La tarea central de la izquierda, no es pues la creación de
filiaciones emocionales que graviten en torno a una identidad
particular, sino la defensa argumentada e integrativa de las ideas de
igualdad social y libertad política radical que la caracterizan. 

En nuestra sociedad atomizada, los espacios comunitarios que se
conformaban en torno al trabajo (sindicato, barrio, etc.), y que
constituían en la práctica una extensión de la familia donde la
solidaridad social era algo común, han sido prácticamente
desmantelados. Tanto es así, que el sujeto experimenta una sensación
de vacío y aislamiento frente a una nueva sociedad que ofrece
inserción individual, siempre y cuando se acaten las condiciones de
exclusión que ella misma impone. Ante ese vacío, uno se recrea en su
dimensión subjetiva e identitaria, buscando desesperadamente la
pertenencia a un grupo como fin en sí mismo, como un factor que le
defina y proteja frente al mundo y frente a sí, como una prótesis de
identidad (que es ya una prótesis otra). 

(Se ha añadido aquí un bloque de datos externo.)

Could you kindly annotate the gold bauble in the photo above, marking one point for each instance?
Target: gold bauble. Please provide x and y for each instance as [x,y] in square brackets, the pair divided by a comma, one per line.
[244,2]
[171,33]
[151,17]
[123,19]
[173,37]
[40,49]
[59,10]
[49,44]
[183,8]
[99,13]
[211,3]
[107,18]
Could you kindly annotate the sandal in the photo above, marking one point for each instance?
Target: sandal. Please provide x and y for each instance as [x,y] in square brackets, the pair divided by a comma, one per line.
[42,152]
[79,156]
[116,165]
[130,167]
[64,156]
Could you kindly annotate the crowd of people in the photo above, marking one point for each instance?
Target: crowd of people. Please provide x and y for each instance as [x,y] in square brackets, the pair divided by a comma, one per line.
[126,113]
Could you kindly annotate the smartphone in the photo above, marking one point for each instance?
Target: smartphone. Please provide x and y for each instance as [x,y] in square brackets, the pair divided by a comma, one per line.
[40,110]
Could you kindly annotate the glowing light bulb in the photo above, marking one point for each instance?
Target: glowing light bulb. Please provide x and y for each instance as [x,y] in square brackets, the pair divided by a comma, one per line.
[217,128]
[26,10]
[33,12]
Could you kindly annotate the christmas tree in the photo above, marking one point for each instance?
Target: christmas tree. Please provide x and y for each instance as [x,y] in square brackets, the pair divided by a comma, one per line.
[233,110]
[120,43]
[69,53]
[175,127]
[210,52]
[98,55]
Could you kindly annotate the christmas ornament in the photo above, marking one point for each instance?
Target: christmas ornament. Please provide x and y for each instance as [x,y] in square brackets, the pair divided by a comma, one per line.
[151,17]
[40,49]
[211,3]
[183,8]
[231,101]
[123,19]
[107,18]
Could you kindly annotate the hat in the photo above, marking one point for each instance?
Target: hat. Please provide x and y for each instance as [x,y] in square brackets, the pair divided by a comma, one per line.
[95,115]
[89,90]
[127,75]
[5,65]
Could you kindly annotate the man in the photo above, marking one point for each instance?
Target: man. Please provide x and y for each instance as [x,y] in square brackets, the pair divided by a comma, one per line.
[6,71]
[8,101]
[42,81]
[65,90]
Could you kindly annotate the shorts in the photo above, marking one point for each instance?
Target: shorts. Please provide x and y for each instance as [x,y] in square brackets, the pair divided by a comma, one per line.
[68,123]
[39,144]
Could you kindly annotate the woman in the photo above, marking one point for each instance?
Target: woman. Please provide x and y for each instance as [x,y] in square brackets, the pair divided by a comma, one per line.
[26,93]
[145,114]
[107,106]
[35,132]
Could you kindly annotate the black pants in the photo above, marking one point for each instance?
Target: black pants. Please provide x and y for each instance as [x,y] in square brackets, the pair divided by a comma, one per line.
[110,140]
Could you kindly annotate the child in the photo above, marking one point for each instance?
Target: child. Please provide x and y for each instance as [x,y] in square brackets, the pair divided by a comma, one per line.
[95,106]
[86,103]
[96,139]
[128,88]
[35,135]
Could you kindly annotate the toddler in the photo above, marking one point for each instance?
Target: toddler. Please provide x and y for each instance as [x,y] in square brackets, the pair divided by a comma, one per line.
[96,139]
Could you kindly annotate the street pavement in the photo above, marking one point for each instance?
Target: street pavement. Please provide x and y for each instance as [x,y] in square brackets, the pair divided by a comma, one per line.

Los partidos y demás organizaciones políticas, conscientes de la
necesidad constante de reidentificación por parte de los proletarios
desclasados, practican una estrategia de mercadotecnia emocional (como
hacen los publicistas): apelan a la identificación sensible de la gente
con el fin de generar adhesiones efímeras que les permitan hacerse con
el poder. Así surgen las denominadas comunidades de carnaval:
comunidades no dadas al debate con voluntad de conclusión y que
participan en espectáculos contestatarios, dispersando la energía del
conflicto con catarsis ceremoniales (manifestaciones, urnas, procesos,
protestas simbólicas, etc.) que sirven para canalizar la tensión
acumulada en la vida rutinaria, pero que abortan a las comunidades con
voluntad de enfrentamiento real. 

Una característica de la identidad en los espacios comunitarios
tradicionales es su no opcionalidad, no tiene un carácter voluntario,
la pertenencia social es obligada y preexiste al individuo.
Paradójicamente, la libertad de elegir de la gente para adherirse a tal
o a cual colectivo según sus preferencias particulares, ha traído
consigo la incapacidad de sacar adelante un proyecto colectivo
emancipador. Quizá sea porque esos nuevos espacios deseables son
articulados por intelectuales, su configuración queda en manos de
expertos con influencia en universidades y demás instituciones, y son
vistos por el pueblo con desconfianza. Es decir, la afiliación es libre
pero su vertebración viene dada desde arriba, no es el fruto de la
producción popular. 

El sujeto político basado en la particularidad, resultado de las
políticas de la identidad que impregnaron los movimientos sociales de
los años sesenta del pasado siglo, y que ponen de relieve las
categorías sociales de diversa índole que nos atraviesan, son una
construcción universitaria, ideada por profesionales académicos de
extracción burguesa (en un evidente paralelismo con los nacionalistas
del siglo XIX que se disfrazaban con motivos folclóricos para acudir a
la aldea a soltar el discurso chapurreando la lengua vernácula, y eran
expulsados a pedradas). Si bien la aportación crítica de estas
políticas a la (que era) ideología dominante resulta imprescindible,
el artefacto de ingeniería política creado ha acabado por integrarse
en el mapa ideológico tradicional, no ha sabido liberar al individuo de
los conceptos psicosociales que lo convierten en sujeto de opresión,
sino que ha reforzado este papel. En lugar de romper el tablero, sólo
ha movido ficha. Ha pintado los barrotes en la cárcel del pensamiento
que constituye la identidad. 

Si llevamos las políticas de la identidad hasta sus últimas
consecuencias, dada la multiplicidad de categorías sociales que
determinan la existencia de los individuos, y precisamente porque en
esencia es una ideología que se construye en contraposición_ _al
_otro_, no nos queda más remedio que asumir que el único sujeto
político posible es el propio individuo. En esas circunstancias
ideológicas se genera un entorno cómodo para éste, y aún oprimido,
desatiende la necesidad de encontrarse con el _otro_, puede dejar de
hacerse preguntas relativas a la urgencia de lo común y al sentido de
su existencia. Entonces la historia, esa historia real y material que
construimos y cuya transformación requiere de nuestra libertad
absoluta, deja de tener trascendencia.